I want to offer some specific ways that we should be changing the conversation.

  • Stop using the verb “commit” in reference to suicide. We generally reserve that verb for sins and crimes (they committed adultery; he committed a felony). If someone died by suicide, say that they died by suicide. In all likelihood, the best way to think of it is that they died because of the predictable progression of an untreated illness.
  • Stop using mental health diagnoses as insults. When you use a word like manic, bipolar, schizophrenic, or OCD to disparage behavior that you don’t like (even when it is your own), you extend the stigma around mental illness.
  • Spread the most fundamental message about mental health: recovery is possible. With a good diagnosis and treatment plan, most people with a mental health episode live happy and productive lives. Some math for you: 20-25% of the population has a mental health issue each year, and less than 6% of the population falls into the category of those with a severe, persistent, mental illness. That means that 15-19% of the general population is living well with a mental illness. And that means that more than 2/3 of people who have a mental health episode recover sufficiently to return to work or school.
  • In this Jubilee Year of Mercy, we should let mercy pervade our language, our thinking, and our relationships. Although it is crucial to continue to teach that suicide is a grave, objective, moral evil, we should hope that those who die by suicide did not choose it freely. Let’s be careful to share the hope of God’s mercy with those they have left behind.

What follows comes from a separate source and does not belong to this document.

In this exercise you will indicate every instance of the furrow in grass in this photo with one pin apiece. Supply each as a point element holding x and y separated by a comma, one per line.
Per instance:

If you or someone you know needs immediate help with suicidal thoughts, call the suicide prevention lifeline at 800-273-8255 (800-273-TALK) or visit their website to chat online or seek information. If you are looking for ongoing support for someone with a mental illness or for family and friends of those with a mental illness, check out NAMI. They probably have an education program or a support group (or both!) near you that could help.

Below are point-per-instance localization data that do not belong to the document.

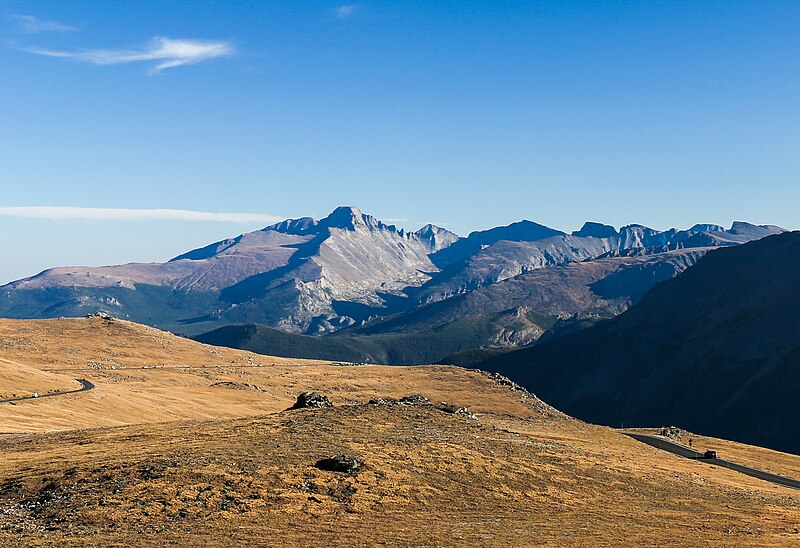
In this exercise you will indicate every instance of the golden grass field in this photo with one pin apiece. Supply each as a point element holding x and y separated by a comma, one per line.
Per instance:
<point>161,453</point>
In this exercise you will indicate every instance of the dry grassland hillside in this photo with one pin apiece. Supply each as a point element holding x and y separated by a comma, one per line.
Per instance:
<point>188,445</point>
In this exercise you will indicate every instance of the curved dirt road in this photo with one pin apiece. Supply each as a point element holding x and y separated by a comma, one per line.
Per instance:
<point>683,451</point>
<point>85,386</point>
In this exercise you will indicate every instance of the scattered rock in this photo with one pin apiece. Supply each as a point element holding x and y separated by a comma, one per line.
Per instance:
<point>238,386</point>
<point>348,464</point>
<point>311,399</point>
<point>413,399</point>
<point>456,410</point>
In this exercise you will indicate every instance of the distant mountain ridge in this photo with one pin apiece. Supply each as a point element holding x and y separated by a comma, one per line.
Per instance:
<point>350,272</point>
<point>715,350</point>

Remember that if there are 5 or more adults in a room, one of them is likely living with a mental health issue. And it is almost certain that at least one has a close friend or family member who has a mental health issue. Let’s all strive to speak with kindness and compassion, in ways that understand these as health issues that need treatment and support, not as moral failings. This will go a long way both toward embodying the Year of Mercy and toward creating a culture where it is easier to seek help in times of mental health challenges.